And so Aziraphale suffers from both religious trauma and the trauma of living under a real authoritarian dictatorship. This dictatorship is seemingly unbeatable and eternal, and it possesses weapons more powerful than the biggest nuclear weapons, more powerful than the sun, really more powerful than anything we humans can imagine.
Thousands of years ago, Crowley was kicked out in an extremely painful way, and he suffers his own trauma from that. He clearly doesn’t want Aziraphale to go through all of that, yet he wants Aziraphale to join him on ‘their own side’. At the end of the previous season, I thought Aziraphale was all in. I was happy to leave it at that … even though it isn’t a realistic depiction of someone dealing with the particular types of trauma that Aziraphale has experienced and continues to experience.
Aziraphale and Crowley are still in constant grave danger, and they’re still living in God’s panopticon. That can’t just be hand-waved away. As we’ve seen this season, at any moment their fragile peace can be disrupted by a situation that puts them in danger of being harmed to the extent of being wiped from existence. They can’t actually just go to Alpha Centauri and it will all be cool. (And what would they do there for eternity anyway …?) But yeah there is no way to escape from God, nowhere in the universe that God isn’t capable of supervising – that’s real, not something Aziraphale merely has faith in, as humans understand belief in God. Aziraphale isn’t the equivalent of a human priest or a theologian or a cult member: he is a supernatural being created by a much more powerful supernatural being.

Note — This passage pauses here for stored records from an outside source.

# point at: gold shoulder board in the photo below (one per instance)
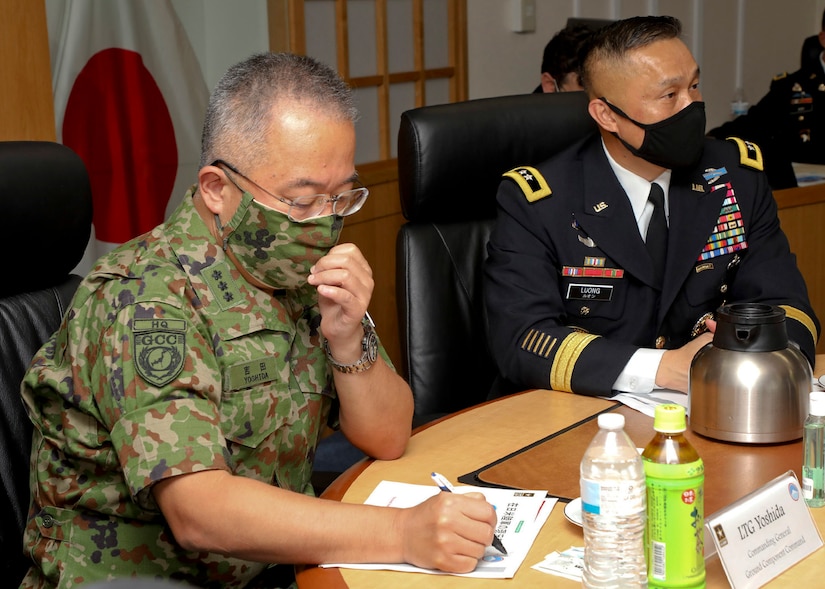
(531, 182)
(749, 153)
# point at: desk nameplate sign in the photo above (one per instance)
(763, 534)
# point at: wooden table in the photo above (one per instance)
(473, 439)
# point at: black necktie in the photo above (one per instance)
(656, 240)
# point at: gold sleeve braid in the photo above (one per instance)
(561, 373)
(538, 343)
(797, 315)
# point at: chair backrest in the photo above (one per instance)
(811, 48)
(450, 161)
(46, 207)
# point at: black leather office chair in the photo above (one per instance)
(450, 161)
(46, 210)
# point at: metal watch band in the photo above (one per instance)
(369, 353)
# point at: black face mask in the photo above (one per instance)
(676, 142)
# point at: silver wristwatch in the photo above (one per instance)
(369, 354)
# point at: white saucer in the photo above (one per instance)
(573, 511)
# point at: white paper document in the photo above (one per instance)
(520, 513)
(646, 402)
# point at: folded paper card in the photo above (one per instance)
(521, 514)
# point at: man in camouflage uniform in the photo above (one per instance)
(788, 123)
(177, 408)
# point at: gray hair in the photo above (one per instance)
(609, 45)
(237, 119)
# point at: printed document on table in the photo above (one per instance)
(520, 513)
(646, 402)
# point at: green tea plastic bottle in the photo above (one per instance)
(675, 479)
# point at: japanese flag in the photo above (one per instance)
(129, 99)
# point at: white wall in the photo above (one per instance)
(503, 62)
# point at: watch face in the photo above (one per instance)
(372, 347)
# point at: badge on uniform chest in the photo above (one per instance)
(589, 292)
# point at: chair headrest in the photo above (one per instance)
(451, 156)
(46, 211)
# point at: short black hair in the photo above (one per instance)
(563, 52)
(615, 40)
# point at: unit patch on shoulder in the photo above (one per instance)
(160, 345)
(749, 153)
(531, 182)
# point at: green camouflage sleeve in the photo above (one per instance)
(159, 395)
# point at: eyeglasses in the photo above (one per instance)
(304, 208)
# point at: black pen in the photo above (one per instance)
(443, 484)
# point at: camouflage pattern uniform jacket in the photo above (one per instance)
(167, 363)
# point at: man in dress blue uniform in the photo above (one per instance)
(788, 123)
(575, 299)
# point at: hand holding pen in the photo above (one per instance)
(443, 484)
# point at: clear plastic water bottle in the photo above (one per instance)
(613, 509)
(813, 445)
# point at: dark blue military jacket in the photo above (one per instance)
(569, 285)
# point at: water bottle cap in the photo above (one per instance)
(669, 418)
(611, 421)
(817, 403)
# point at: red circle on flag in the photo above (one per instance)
(117, 121)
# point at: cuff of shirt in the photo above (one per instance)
(639, 374)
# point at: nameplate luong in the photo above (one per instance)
(763, 534)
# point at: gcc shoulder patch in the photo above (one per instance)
(160, 345)
(749, 153)
(531, 182)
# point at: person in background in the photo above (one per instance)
(788, 123)
(560, 61)
(606, 262)
(177, 409)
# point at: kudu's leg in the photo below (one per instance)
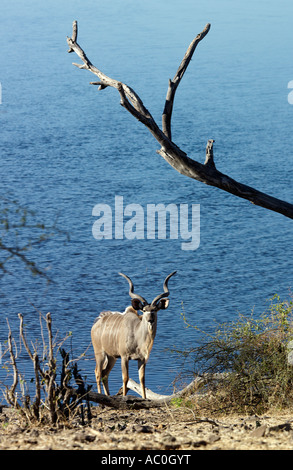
(141, 375)
(125, 375)
(100, 359)
(98, 378)
(106, 372)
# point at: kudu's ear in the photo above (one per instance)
(136, 304)
(163, 304)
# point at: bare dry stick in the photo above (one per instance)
(10, 393)
(178, 159)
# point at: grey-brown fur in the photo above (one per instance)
(127, 335)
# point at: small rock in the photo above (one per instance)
(213, 438)
(281, 427)
(142, 428)
(260, 431)
(199, 443)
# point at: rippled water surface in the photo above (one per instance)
(66, 147)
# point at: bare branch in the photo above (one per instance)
(210, 153)
(178, 159)
(173, 84)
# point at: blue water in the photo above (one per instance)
(66, 147)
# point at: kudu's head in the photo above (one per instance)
(149, 310)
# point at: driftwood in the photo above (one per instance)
(153, 400)
(206, 173)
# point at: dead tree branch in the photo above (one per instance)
(177, 158)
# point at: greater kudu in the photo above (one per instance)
(127, 335)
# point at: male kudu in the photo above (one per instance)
(127, 335)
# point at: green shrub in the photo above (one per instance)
(244, 362)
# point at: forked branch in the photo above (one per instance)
(206, 173)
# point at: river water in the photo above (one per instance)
(65, 147)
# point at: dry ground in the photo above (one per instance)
(156, 429)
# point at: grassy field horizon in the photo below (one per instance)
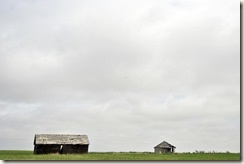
(120, 156)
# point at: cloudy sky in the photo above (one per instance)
(128, 73)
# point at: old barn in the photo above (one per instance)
(62, 144)
(164, 147)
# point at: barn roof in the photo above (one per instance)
(61, 139)
(165, 144)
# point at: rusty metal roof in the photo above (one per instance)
(165, 144)
(61, 139)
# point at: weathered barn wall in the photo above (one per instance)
(46, 149)
(162, 150)
(74, 149)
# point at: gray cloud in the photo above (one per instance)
(127, 73)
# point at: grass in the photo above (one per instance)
(28, 155)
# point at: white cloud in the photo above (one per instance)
(129, 74)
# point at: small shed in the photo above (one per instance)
(60, 144)
(164, 147)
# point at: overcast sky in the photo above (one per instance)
(127, 73)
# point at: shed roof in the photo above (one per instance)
(164, 144)
(61, 139)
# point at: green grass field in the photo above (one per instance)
(28, 155)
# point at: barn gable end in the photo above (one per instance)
(164, 147)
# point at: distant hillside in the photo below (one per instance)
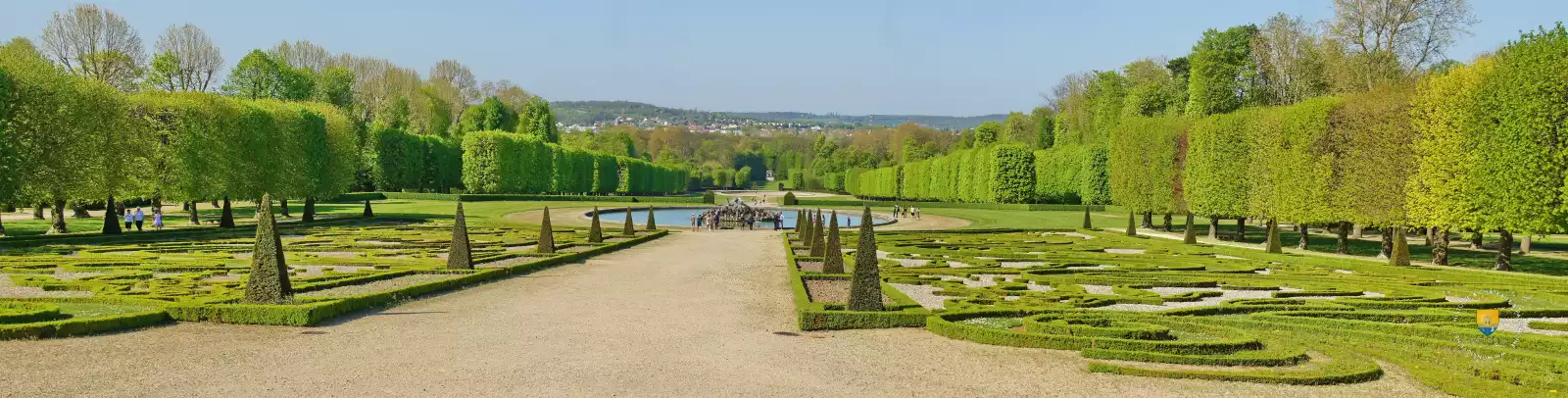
(595, 112)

Perhaps there are only two ways for Aziraphale to deal with his trauma: 1) He realises that God and the Heavenly Host can be defeated. 2) He realises that they can be permanently altered in a positive way.
At the end of season two, Aziraphale seems to believe he is being given the opportunity to bring about option 2. We don’t know if he has a plan or a vision for this, but for the first time he thinks he has a chance. Perhaps best of all, he has the opportunity to protect Crowley – permanently! Imagine how anxious Aziraphale must have been, for thousands of years, that Crowley would be destroyed. It could have happened at any time, near or far from Aziraphale. Crowley faces dangers on all sides and also does foolish (from Aziraphale’s perspective) things like good deeds under the influence of laudanum and a heist so he can handle holy water. Crowley breaks and bends rules in ways that could kill him: Aziraphale isn’t catastrophising. This isn’t the same as a religious loved one telling you that you’re going to hell for sinning. Crowley has already been tortured in hell, and he could be tortured there forever, or he could be turned into an oily black puddle, or removed from the book of life etc etc.
What Aziraphale doesn’t understand yet is that Crowley can’t be an angel again and still be the Crowley that Aziraphale loves. He also doesn’t see Crowley as an equal. If they’re going to take on heaven and bring down God’s dictatorship, they are going to have to do it as Aziraphale and Crowley, working in partnership, wielding the immense power of their love.